Grand Jury Foreperson, Janice Feingold, speaks with Our Ventura TV host, Lyn Fairly, about the Ventura County (CA) Civil Grand Jury.
A Grand Jury is an investigatory body created for the protection of society and the enforcement of the law. The U.S. Constitution’s Fifth Amendment and the California Constitution call for Grand Juries. Grand juries were established throughout California during the early years of statehood. As constituted today, the Grand Jury is a part of the Judicial Branch of government, an arm of the Court.
There are two types of Grand Juries.
A) Civil and
The Civil Grand Jury investigates and reports on the operation of county and local government entities. The Grand Jury also investigates misconduct by local public officials.
The Ventura County grand jury is a civil investigatory panel of 19 citizens created to serve as a voice of the people and a conscience of the community. Jurors are not appointed by politicians; they are volunteers who act as independent eyes and ears of Ventura County residents.
In California, grand juries have three basic functions:
1) To weigh criminal charges and determine if indictments should be returned.
2) To act as the public’s “watchdog” by investigating and reporting on the affairs of local government, including the county, cities, special districts, Local Agency Formation Commissions, Joint Powers Authorities, and designated non-profit corporations.
3) To weigh allegations of misconduct against public officials and determine whether to present formal accusations requesting their removal from office.
In Ventura County, the first function is fulfilled by what is commonly referred to as the “criminal” grand jury. A criminal grand jury is impaneled when deemed necessary by the district attorney. Members are selected from the criminal jury pool so that membership is “reasonably representative of a cross-section of the population” in order to ensure that due process is afforded to possible defendants in criminal proceedings. Members serve for a limited time (usually three months).
The second and third functions are fulfilled by what is commonly referred to as the “civil” grand jury.

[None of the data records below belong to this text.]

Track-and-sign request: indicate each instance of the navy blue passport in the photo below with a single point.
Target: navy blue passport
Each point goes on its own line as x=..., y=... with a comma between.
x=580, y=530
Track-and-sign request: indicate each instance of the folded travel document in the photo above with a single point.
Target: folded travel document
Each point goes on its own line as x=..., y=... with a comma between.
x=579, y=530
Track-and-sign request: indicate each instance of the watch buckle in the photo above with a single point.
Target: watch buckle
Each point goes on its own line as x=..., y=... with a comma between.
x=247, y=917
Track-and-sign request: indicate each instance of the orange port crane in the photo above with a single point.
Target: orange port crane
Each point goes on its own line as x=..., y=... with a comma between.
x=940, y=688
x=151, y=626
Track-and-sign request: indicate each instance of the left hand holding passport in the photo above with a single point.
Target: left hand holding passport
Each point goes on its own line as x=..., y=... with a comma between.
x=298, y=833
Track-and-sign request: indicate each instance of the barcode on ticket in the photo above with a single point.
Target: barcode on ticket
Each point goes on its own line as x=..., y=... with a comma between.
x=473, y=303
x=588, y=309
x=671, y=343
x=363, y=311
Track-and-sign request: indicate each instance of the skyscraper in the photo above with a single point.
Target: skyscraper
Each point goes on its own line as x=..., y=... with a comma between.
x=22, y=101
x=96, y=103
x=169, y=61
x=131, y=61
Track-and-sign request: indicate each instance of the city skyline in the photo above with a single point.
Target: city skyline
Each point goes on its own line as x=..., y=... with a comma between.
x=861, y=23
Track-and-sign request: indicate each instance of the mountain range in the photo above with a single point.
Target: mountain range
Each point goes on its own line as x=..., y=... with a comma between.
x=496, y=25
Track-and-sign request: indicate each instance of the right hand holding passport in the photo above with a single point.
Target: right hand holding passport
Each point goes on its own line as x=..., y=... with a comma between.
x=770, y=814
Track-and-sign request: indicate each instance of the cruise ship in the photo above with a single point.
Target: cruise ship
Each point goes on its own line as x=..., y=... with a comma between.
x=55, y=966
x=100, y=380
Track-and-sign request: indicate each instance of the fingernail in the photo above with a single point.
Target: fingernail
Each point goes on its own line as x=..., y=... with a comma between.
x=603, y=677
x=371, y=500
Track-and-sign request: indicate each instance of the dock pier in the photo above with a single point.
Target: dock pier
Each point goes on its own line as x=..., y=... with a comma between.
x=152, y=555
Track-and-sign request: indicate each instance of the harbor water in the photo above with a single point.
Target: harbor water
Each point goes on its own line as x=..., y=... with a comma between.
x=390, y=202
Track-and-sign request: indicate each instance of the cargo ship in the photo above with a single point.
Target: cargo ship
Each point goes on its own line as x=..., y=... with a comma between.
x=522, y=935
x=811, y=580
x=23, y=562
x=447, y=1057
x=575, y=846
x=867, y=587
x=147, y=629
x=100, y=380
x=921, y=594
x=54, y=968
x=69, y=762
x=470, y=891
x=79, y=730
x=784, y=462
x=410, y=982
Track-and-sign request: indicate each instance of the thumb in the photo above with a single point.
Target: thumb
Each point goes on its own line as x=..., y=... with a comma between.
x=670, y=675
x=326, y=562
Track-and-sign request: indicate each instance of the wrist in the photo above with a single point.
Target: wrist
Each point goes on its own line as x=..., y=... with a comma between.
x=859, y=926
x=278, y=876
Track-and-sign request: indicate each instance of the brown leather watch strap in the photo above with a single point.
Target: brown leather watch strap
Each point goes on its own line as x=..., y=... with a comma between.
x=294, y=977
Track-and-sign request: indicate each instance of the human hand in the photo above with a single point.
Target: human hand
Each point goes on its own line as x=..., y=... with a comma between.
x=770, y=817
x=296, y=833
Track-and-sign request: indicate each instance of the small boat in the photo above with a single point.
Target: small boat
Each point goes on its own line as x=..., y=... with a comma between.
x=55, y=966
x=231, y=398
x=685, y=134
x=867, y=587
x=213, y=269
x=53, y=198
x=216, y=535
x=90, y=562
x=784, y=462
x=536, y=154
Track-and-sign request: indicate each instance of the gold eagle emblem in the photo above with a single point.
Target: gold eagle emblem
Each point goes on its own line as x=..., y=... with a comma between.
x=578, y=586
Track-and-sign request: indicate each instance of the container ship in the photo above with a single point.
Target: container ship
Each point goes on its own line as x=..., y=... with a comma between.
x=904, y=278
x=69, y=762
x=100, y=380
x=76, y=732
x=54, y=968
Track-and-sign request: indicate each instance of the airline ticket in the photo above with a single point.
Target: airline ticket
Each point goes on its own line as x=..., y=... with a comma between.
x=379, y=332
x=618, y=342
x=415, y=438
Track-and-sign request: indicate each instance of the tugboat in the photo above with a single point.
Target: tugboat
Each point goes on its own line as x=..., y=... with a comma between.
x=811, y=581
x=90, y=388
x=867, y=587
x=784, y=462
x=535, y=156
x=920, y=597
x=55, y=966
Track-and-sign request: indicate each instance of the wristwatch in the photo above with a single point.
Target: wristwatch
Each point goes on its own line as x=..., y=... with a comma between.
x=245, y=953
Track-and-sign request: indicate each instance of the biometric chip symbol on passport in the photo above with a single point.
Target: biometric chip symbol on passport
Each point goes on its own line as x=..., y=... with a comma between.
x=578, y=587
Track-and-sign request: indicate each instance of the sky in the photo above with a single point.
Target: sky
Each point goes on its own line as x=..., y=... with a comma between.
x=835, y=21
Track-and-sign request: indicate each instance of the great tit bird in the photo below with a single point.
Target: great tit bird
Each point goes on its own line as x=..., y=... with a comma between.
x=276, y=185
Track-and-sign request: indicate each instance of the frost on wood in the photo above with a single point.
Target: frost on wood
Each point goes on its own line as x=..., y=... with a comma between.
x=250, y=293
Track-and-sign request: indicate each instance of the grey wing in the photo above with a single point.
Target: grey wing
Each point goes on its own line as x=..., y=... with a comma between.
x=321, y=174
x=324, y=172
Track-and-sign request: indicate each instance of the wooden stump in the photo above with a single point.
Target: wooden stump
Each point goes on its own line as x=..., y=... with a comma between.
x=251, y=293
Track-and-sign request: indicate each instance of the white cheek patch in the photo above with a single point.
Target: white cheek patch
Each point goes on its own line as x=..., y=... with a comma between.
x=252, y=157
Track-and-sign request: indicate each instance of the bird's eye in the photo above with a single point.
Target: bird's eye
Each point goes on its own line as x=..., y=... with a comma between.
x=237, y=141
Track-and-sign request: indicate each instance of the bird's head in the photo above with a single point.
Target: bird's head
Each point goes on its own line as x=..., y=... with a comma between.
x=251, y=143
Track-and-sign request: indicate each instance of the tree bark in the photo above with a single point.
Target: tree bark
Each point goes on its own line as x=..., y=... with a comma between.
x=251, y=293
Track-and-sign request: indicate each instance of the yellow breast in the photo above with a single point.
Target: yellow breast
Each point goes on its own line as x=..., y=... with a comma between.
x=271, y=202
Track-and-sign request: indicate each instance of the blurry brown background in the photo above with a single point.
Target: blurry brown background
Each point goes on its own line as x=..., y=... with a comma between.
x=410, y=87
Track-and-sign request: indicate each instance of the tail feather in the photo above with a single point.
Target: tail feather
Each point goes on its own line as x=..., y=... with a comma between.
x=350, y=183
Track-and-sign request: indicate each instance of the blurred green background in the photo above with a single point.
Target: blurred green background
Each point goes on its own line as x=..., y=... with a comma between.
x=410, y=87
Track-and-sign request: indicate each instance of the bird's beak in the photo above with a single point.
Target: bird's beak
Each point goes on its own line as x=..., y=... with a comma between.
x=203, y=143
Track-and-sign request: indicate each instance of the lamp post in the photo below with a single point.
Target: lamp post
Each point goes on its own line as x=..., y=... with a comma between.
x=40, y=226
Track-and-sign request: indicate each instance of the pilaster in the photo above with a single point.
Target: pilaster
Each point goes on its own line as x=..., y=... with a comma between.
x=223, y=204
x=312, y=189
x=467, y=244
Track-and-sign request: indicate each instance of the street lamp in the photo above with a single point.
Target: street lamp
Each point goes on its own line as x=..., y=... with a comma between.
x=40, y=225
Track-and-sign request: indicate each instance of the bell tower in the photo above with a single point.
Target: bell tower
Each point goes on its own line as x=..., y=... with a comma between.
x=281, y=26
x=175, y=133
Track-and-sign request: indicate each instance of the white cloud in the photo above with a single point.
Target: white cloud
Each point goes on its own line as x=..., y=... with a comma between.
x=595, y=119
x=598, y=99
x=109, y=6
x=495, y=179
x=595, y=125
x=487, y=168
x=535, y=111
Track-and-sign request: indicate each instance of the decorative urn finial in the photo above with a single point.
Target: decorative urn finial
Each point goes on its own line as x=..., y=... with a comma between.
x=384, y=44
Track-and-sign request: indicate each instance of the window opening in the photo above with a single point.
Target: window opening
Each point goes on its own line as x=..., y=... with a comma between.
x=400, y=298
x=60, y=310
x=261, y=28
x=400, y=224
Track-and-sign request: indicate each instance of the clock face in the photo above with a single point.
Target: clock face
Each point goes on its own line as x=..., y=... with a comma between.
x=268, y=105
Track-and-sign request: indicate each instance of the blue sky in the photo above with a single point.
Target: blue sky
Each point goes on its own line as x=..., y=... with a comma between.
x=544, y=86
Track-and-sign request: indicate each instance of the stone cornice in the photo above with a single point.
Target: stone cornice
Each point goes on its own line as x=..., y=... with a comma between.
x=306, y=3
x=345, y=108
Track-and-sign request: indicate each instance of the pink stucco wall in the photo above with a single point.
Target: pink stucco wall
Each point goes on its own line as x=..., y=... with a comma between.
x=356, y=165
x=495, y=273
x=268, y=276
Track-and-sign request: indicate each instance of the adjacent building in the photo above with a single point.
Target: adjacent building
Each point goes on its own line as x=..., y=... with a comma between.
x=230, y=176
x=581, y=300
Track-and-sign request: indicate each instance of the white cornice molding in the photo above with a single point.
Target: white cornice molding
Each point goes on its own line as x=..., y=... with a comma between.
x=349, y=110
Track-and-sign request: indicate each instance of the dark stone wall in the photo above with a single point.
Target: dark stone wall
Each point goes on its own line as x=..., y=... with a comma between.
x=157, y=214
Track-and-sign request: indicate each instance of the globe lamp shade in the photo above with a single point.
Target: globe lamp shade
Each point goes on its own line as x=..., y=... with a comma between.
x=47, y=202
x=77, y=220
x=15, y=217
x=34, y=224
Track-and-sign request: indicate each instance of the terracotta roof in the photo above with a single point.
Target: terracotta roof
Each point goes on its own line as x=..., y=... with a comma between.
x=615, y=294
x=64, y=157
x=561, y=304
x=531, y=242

As noted above, the civil grand jury is an investigative body that functions in a government oversight capacity. Its investigations are usually in response to a public complaint but may also be internally generated. Within their legal boundaries, grand juries have almost complete independence from the courts and legislative or administrative bodies. The jury may examine witnesses at its discretion, and its power over witnesses resembles that of a trial court. All procedures are secret and complainants and witnesses are never identified. Upon completion of an investigation, the grand jury publishes its findings and recommendations. Members of this jury are selected through an application and screening process and are impaneled for a period of one year.